Situated near the center of New Hampshire, it’s the state’s largest lake and the third largest in New England.
It stretches about 21 miles and varies in width up to nine miles, covering about 71 square miles.
The lake contains at least 264 islands and has 288 miles of shoreline.
Maximum depth is 180 feet, augmented by a dam at Lakeport.
The center part of the lake is called the Broads.
The outflow joins with the Pemigewasset River to form the Merrimack, which heads south into Massachusetts before turning east to the Atlantic. Its waters powered many of the industrial mills along its way, including Manchester, Nashua, Lowell, and Lawrence.
The Native name translates as either “smile of the Great Spirit” or “beautiful water in a high place.”

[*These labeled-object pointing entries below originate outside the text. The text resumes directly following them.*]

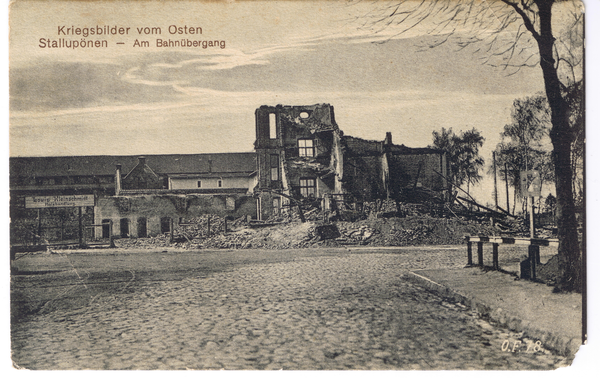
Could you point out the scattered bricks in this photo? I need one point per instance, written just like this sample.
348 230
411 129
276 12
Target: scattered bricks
327 231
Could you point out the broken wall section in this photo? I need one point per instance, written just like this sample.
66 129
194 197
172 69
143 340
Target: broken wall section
150 215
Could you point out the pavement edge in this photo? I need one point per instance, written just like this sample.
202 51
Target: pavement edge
563 345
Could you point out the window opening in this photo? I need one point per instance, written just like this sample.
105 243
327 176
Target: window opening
308 187
142 227
124 227
105 228
306 147
272 126
165 225
274 167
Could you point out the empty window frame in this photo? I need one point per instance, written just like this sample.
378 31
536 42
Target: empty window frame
124 227
308 187
142 227
274 165
306 147
165 225
272 126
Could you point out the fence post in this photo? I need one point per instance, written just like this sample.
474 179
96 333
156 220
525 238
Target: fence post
495 264
171 235
110 234
534 252
80 228
469 252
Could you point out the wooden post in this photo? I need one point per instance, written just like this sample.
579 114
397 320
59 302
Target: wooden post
495 181
80 228
469 253
534 251
110 234
506 182
480 254
531 225
495 264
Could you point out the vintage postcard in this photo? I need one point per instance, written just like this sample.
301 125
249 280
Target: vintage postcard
297 185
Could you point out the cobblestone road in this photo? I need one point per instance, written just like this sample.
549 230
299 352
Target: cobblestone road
339 311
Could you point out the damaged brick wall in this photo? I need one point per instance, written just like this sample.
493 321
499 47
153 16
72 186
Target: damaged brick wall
303 139
153 208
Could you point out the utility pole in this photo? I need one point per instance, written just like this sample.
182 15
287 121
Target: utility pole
506 182
495 182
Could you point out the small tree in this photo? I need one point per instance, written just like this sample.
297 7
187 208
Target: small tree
462 152
525 144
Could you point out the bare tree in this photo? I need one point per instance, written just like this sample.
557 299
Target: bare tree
513 34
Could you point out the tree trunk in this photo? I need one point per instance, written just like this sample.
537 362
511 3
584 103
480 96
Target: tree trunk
561 137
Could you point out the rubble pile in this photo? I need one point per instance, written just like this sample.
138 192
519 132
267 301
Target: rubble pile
285 232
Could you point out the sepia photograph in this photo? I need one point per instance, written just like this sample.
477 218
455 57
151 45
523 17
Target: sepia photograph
297 185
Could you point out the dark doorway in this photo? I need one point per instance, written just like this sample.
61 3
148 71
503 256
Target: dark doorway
124 227
105 228
142 228
165 225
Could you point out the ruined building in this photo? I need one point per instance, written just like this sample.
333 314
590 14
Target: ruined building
301 157
302 154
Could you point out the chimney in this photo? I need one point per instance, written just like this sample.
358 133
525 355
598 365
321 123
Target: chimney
118 180
388 139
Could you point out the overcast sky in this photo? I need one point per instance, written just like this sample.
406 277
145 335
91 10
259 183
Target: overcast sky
151 100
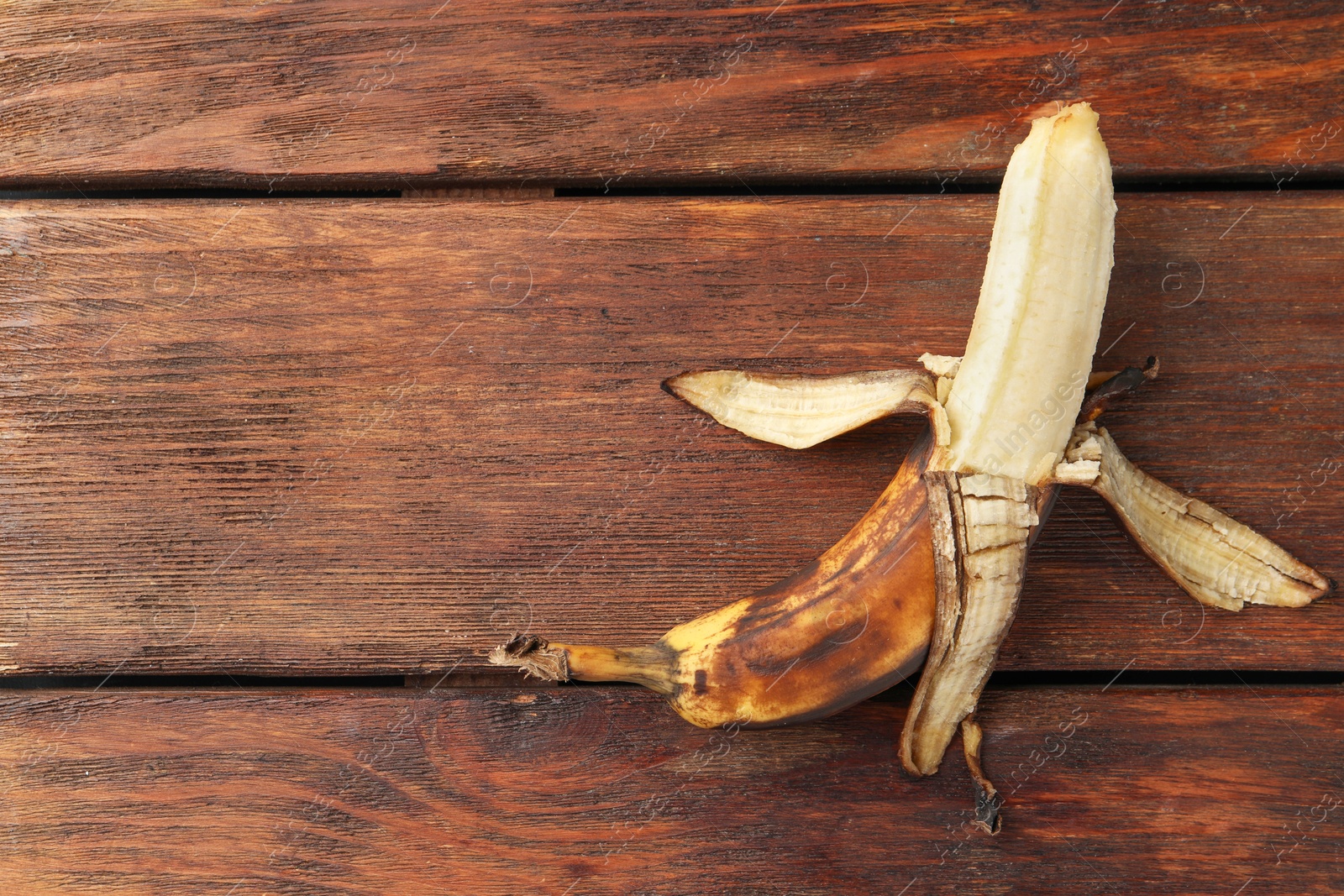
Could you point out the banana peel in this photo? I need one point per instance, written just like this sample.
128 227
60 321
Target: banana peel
933 571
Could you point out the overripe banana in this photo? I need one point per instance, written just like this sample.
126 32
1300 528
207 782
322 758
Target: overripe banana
937 563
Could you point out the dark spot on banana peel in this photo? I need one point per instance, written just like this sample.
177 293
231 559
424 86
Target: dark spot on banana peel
1122 385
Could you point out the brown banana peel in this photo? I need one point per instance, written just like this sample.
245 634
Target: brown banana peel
936 566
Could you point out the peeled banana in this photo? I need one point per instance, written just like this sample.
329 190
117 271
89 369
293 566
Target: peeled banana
936 566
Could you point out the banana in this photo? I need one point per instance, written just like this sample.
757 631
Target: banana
933 571
848 625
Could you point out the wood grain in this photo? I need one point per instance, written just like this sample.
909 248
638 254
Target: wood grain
407 94
602 790
381 436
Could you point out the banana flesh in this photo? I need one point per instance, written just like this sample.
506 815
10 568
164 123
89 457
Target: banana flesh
1012 406
937 563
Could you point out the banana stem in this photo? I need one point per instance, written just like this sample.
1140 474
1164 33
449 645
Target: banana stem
649 667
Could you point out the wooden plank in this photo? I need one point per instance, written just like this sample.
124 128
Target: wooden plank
401 93
342 436
602 790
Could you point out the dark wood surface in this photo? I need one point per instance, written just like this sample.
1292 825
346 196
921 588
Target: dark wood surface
396 94
381 436
602 790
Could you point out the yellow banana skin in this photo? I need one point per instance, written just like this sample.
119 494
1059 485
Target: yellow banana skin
851 624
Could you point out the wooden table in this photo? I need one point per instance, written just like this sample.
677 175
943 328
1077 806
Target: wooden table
333 338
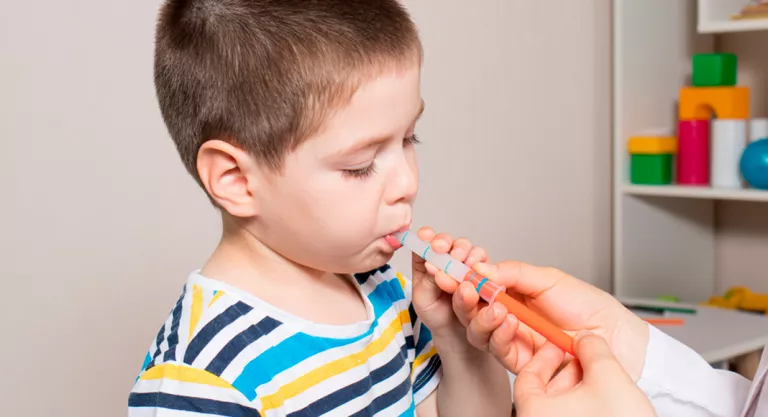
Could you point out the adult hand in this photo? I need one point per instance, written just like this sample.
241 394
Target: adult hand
606 390
570 304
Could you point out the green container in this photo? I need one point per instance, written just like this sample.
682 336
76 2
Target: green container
651 169
714 70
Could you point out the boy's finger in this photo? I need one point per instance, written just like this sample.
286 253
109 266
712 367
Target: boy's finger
445 282
461 249
477 254
487 320
534 377
426 234
566 379
465 303
442 243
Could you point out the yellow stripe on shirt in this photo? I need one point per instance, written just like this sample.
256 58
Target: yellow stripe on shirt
216 297
318 375
197 310
184 374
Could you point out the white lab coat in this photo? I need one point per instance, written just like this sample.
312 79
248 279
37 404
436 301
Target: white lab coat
680 383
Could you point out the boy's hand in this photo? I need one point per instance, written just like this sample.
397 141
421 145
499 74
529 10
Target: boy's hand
571 304
605 390
435 297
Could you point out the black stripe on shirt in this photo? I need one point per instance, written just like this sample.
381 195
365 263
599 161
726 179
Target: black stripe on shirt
429 371
212 328
176 312
240 342
363 276
387 399
355 389
167 401
173 336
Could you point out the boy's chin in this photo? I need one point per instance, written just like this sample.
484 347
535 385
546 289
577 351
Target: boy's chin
374 258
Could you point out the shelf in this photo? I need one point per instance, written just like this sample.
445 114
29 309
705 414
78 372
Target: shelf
727 26
715 16
706 193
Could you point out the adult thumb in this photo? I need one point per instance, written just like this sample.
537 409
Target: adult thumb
598 362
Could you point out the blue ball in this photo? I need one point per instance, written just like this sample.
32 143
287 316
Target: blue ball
754 164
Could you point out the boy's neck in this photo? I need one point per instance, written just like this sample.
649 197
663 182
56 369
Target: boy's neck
242 261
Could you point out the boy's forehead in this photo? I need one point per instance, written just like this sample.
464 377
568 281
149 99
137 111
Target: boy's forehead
383 106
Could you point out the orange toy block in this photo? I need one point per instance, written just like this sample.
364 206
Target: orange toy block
698 103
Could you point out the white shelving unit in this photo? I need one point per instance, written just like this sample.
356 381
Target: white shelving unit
714 16
664 236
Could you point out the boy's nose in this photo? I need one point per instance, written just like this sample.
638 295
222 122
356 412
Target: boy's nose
404 184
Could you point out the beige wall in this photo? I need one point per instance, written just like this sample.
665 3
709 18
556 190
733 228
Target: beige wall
100 224
742 245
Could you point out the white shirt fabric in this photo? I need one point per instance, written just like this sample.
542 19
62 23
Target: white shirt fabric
680 383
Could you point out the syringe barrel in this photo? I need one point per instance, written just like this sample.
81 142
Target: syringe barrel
456 269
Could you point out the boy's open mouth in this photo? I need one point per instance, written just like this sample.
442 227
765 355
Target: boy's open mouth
392 240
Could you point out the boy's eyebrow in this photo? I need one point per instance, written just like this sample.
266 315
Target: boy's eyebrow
376 140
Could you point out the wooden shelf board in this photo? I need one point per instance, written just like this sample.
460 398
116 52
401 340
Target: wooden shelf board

Officially, it’s not a lake but a “great pond,” which the General Court has defined as a natural lake of more than ten acres. The state owns the beds of all the great ponds, making the surface public water.
Ice-out is a popular measure of the end of winter in the Granite State. It’s declared when the ice on the lake breaks up sufficiently for the Mount Washington cruise vessel to make it to every one of its five ports: Center Harbor, Wolfeboro (“the Oldest Summer Resort in America”), Alton, Weirs Beach, and Meredith. It’s also considered the beginning of boating season. The date has varied from March 16 to May 12.
It’s hard to spell. That’s why it’s often known as Lake Winni.
Tourist season in northern New England doesn’t start until the July 4 holiday, and even then, the ocean is too cold for most swimmers. Of course, living in the region, much of June and September is prime beach time, if you want to be free of the mobs.